Experimentreadr

From Eigenvector Research Documentation Wiki
Jump to navigation Jump to search

Purpose

Read an Experiment File containing filenames and reference measurement data, and imports the corresponding files and data into Analysis GUI. Makes it possible to automatically assign the data to x and y and to calibration and validation blocks.

Synopsis

experimentreadr(filename)

Description

Experiment files include a list of data files and their corresponding "properties of interest" (y-values). An experiment file is expected to be a plain text file (comma, space, tab or other delimited file) or a Microsoft Excel-formatted file. The file must consist of one column of text strings indicating the files to be read and used as samples in the X-block of a regression or classification model and at least one column of numerical values indicating the values to use as the corresponding y-block. If no experiment file filename is specified on the command line, the user is prompted to locate a suitable file.
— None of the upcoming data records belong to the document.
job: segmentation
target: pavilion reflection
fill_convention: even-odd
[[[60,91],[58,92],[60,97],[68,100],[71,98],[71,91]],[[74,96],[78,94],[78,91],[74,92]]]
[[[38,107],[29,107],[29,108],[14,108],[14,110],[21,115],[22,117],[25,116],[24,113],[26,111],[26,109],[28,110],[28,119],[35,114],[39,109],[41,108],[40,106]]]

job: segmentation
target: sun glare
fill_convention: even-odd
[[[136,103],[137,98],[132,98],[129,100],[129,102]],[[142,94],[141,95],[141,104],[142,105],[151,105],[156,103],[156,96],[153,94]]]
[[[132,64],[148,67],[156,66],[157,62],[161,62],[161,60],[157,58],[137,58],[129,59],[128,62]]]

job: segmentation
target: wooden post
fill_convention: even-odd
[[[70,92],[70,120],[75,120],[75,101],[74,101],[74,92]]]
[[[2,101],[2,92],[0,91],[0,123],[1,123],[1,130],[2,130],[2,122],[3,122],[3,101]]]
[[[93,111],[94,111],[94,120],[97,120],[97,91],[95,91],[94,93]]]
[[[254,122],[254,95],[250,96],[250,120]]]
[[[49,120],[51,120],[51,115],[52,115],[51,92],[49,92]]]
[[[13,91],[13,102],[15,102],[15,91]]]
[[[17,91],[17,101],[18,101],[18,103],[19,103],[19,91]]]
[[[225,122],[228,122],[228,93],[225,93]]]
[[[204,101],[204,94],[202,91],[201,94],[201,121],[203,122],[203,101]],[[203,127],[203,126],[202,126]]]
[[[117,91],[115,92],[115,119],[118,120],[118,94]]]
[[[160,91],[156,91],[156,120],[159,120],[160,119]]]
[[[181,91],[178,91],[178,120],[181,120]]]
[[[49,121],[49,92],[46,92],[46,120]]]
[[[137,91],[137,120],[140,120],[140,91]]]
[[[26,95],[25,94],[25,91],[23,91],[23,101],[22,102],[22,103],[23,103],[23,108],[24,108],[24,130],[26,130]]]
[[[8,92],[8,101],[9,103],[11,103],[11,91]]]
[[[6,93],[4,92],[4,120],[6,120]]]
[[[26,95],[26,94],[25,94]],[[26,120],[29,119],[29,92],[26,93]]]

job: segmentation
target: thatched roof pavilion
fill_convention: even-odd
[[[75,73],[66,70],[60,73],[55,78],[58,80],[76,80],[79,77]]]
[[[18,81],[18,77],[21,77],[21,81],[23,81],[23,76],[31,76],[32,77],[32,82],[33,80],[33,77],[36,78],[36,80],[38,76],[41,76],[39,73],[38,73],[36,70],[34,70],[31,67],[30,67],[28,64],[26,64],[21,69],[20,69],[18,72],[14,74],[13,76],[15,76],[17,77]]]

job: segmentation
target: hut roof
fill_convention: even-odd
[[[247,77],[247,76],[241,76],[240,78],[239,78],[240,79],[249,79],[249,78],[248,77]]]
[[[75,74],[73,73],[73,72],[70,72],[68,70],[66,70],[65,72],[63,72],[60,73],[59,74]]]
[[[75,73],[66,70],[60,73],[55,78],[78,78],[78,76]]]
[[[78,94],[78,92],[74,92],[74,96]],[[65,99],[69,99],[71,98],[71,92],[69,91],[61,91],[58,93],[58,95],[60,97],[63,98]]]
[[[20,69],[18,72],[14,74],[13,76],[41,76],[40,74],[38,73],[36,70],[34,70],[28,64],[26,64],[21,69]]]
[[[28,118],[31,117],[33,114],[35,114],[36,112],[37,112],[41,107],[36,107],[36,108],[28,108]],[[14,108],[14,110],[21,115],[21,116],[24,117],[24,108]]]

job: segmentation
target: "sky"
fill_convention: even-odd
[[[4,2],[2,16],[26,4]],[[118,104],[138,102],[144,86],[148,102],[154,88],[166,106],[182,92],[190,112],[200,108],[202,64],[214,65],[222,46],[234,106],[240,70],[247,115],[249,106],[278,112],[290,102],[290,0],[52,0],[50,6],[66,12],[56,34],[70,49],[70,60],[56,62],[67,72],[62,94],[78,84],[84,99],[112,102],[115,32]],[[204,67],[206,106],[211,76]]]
Once loaded, the experiment file can be manipulated, excluding samples using the include field of the Row Labels tab, or y-block columns using the include field of the Column Labels tab. Samples can be marked as in the Calibration or Validation set using the Row Labels tab.

When all manipulations are complete, the user clicks the check-mark toolbar button to import all the indicated files and automatically load the experiment data into the Analysis GUI.

X-block File Formats

The x-block files named can be in any standard readable file format. However, experiment files do not currently allow for any multi-file formats. Named files must contain only one sample (row) of data per file.

Header Row

An experiment file can include an optional header row for the filenames and properties of interest. This row can contain text lables which will be used to label the y-block columns (i.e. giving a text description of the property of interest.)

Calibration/Validation

Experiment files can also contain information used to split the data into calibration and validation sets. To use this feature, include an additional column with the keywords "Calibration" or "Validation" next to each file. When the experiment is imported, the data will be automatically loaded into the appropriate data blocks. NOTE: other valid synonyms include (all are case insensitive)

Calibration = Cal = C
Validation = Val = V = Test = T

Overriding File Format

If the extension on the specified files does not unambiguously identify the importer to be used (e.g. xy files with an extension of ".txt" will be read by the delimited text file importer, not the XY importer), then the file may supply an additional "header" line above the column headers which specifies the file format to expect. This line must contain the keyword "format" followed by an equal sign and the name of the import method to use. For example:

 format=xy

Note that an overriding file format can ONLY be specified when a column header row (described below) is also included.

Example Experiment File

  filename,concentration,cal/val
  file1.spc,13.2,cal
  file2.spc,19.0,cal
  file3.spc,5.3,cal
  file4.spc,8.3,val

The above experiment file would define an experiment with three samples with X-block data stored in the indicated files and y-values of 13.2, 19.0, 5.3, and 8.3 (with a text description of the y-values as "concentration"). The first three files would be used for calibration, the last file for validation.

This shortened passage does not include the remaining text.